The allegations are laid out in a previously sealed search warrant affidavit contained in a routine motion filed in late August by the defense attorney for Murder Inc. founder Irving “Irv Gotti” Lorenzo. Lorenzo is charged in a racketeering case for using his label to launder more than $1 million in McGriff’s drug money.

Murder Inc. has since changed its name to The Inc. Execs said the label’s image was hurt by the court filings.

Investigators also believe Murder Inc. employees were involved in McGriff’s ongoing effort to kill 50 Cent.

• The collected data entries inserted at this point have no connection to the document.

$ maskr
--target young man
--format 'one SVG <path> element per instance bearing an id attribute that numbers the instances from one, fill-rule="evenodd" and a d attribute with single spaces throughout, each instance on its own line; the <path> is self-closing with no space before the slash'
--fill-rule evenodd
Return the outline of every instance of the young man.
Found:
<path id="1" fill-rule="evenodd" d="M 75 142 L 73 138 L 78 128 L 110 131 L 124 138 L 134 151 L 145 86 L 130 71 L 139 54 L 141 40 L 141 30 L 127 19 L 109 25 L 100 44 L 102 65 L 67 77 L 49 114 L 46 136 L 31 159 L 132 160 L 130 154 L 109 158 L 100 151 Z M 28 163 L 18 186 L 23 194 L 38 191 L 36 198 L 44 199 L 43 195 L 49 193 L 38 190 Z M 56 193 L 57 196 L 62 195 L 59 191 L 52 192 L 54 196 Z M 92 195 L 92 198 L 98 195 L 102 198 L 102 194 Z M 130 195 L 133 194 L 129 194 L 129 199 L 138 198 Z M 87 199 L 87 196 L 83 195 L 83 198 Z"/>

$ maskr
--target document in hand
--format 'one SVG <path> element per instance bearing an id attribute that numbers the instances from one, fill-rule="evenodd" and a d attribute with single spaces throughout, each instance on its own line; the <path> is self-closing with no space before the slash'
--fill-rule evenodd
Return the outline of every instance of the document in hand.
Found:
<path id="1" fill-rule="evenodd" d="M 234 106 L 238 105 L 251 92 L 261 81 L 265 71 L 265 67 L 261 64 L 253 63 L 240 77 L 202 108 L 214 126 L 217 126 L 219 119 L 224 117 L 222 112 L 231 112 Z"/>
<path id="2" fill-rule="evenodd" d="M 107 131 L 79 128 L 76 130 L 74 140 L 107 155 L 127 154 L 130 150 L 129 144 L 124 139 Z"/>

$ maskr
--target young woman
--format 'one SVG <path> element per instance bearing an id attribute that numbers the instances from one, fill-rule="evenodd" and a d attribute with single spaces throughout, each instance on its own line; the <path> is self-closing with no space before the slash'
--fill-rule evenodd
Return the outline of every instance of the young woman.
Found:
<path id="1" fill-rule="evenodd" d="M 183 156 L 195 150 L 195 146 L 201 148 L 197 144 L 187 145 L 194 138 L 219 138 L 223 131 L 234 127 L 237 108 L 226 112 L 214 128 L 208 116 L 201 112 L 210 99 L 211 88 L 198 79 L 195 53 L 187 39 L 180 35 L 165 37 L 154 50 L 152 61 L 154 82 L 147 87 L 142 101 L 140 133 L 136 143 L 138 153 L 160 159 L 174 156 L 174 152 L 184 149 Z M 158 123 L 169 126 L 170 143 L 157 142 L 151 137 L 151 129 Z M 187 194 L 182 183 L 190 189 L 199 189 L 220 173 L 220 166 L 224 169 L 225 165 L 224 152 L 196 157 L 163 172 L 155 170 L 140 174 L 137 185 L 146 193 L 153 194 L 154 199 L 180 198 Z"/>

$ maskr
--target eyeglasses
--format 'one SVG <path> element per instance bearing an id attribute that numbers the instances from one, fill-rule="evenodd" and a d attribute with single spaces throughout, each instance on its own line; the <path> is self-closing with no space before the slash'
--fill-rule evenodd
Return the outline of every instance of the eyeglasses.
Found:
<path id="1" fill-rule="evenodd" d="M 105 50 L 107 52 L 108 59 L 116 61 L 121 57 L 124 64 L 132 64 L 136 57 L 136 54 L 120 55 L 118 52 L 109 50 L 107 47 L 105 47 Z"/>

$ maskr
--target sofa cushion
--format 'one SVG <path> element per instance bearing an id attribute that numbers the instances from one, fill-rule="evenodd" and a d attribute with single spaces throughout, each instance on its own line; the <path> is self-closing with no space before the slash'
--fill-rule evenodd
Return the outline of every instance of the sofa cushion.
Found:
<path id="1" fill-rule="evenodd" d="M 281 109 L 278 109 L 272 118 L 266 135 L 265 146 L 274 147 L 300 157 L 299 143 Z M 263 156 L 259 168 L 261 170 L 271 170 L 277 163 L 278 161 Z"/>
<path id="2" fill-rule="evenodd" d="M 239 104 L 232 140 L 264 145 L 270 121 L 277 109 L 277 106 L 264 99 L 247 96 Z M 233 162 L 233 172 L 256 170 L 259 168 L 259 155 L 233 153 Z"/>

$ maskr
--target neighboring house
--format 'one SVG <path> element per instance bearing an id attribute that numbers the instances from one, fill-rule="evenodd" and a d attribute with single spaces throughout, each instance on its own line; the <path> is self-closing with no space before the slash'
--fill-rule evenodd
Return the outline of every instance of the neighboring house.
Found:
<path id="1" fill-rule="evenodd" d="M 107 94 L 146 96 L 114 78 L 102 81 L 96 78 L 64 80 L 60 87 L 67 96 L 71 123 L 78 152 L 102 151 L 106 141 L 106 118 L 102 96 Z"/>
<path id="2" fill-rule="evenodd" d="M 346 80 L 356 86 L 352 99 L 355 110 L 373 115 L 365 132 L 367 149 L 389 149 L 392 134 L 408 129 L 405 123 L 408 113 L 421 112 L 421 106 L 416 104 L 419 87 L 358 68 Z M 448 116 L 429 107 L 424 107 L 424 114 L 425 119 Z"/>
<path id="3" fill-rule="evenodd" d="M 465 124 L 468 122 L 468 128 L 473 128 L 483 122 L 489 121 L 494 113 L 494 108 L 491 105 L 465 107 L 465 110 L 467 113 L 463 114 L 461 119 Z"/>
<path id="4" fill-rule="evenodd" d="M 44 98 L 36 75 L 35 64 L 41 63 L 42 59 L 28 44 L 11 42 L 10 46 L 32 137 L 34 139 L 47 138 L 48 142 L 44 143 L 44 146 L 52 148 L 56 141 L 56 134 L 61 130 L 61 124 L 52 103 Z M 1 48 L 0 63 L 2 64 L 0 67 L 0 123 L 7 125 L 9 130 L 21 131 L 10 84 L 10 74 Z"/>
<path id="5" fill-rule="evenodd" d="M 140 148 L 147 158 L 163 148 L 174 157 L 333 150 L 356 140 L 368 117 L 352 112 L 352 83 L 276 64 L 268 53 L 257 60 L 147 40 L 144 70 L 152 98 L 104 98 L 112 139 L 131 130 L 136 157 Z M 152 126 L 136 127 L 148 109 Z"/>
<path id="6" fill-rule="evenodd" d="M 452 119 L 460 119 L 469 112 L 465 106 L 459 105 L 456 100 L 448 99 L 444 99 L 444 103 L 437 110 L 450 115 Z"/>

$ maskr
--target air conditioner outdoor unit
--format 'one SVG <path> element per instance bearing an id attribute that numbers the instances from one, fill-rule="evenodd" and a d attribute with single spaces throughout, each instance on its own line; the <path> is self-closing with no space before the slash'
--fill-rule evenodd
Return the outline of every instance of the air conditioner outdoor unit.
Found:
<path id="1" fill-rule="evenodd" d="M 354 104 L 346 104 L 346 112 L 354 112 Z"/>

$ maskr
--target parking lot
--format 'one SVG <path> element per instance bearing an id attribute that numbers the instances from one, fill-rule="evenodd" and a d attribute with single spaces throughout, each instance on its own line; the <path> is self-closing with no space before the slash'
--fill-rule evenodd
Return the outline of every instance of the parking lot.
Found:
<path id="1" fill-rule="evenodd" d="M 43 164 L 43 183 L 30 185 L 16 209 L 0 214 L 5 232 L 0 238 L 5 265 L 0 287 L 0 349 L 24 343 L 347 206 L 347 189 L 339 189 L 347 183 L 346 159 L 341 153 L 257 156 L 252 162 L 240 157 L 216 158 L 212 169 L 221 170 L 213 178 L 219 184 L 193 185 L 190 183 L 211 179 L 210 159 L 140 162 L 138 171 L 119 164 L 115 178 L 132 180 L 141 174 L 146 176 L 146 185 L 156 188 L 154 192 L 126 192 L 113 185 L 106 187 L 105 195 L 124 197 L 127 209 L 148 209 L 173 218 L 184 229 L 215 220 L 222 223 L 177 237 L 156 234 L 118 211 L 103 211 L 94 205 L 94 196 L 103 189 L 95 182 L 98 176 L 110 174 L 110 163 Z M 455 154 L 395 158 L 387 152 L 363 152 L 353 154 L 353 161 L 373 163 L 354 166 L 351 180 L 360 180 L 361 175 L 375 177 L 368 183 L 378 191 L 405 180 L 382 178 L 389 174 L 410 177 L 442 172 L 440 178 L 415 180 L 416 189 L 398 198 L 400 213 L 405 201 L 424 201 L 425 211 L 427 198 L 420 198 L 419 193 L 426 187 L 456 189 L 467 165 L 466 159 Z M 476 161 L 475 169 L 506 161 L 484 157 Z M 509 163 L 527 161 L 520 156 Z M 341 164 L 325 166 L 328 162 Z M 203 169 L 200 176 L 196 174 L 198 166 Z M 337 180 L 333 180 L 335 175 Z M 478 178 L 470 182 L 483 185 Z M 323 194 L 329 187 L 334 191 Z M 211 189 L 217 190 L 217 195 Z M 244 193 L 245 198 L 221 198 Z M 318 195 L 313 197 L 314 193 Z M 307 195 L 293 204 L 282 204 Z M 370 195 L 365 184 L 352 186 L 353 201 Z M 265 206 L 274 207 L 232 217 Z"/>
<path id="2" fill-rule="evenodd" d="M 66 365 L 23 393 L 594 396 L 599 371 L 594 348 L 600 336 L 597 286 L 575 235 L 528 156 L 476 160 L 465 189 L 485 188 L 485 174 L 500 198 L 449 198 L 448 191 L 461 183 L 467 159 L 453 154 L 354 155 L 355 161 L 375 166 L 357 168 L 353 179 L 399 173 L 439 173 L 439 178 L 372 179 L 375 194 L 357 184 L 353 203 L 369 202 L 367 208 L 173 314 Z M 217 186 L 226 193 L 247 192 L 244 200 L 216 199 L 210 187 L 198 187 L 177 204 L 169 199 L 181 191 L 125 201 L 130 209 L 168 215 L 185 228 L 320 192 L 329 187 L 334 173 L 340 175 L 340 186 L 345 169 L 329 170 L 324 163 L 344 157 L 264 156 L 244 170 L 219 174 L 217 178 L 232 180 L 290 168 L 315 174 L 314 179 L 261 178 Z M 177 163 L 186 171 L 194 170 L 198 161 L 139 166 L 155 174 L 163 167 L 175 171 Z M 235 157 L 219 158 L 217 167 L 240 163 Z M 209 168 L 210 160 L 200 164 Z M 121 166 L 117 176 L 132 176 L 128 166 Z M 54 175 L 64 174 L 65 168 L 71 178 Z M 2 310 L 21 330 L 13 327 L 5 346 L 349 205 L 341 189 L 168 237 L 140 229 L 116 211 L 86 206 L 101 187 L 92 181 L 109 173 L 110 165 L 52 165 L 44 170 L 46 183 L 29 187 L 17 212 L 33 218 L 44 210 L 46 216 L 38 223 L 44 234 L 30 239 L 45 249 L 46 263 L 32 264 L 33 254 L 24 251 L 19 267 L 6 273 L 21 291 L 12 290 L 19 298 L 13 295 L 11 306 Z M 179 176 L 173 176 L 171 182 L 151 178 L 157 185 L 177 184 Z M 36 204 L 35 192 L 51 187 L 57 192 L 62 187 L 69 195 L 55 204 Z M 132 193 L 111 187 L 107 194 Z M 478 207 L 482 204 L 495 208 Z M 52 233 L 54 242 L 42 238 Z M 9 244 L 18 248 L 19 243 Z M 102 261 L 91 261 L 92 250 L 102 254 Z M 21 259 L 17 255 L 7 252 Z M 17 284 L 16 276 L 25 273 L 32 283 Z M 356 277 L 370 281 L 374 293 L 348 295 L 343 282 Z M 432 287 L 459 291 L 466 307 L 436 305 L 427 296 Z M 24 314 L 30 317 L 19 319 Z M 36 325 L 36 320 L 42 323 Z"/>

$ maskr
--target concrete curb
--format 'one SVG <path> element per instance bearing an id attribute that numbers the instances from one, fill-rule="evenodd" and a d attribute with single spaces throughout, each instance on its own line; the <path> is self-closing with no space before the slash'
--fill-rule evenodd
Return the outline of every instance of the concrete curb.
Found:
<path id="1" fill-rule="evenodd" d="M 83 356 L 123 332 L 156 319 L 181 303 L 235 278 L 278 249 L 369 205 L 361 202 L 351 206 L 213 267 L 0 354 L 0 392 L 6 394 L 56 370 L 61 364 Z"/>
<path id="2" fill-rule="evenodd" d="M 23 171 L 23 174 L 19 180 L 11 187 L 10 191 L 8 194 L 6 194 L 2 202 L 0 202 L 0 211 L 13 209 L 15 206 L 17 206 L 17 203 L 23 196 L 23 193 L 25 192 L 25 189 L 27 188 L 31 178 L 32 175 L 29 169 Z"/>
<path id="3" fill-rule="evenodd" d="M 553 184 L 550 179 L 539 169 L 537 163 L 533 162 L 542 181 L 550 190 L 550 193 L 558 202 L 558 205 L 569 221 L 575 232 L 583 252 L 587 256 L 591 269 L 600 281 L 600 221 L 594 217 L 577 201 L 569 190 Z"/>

Mace cited text messages to McGriff from associates tracking the rapper’s whereabouts.

Since the 2000 attempt on his life, 50 Cent has hired a “substantial security team” to guard him because he fears for his safety, the document said.

Meanwhile, federal agents and police detectives were looking into links between the McGriff-50 Cent rivalry and the killing of Run-DMC’s Jason Mizell (aka Jam Master Jay). Investigators are trying to determine if Mizell was shot to death in 2002 for defying an unspoken recording industry blacklist of 50 Cent, according to documents.

Mizell was a mentor to the rapper when he was starting out in the 1990s. The murder of Mizell in his New York recording studios remains unsolved.

A former attorney for McGriff, Robert Simels, said he is familiar with the document and it represents “much ado about nothing.”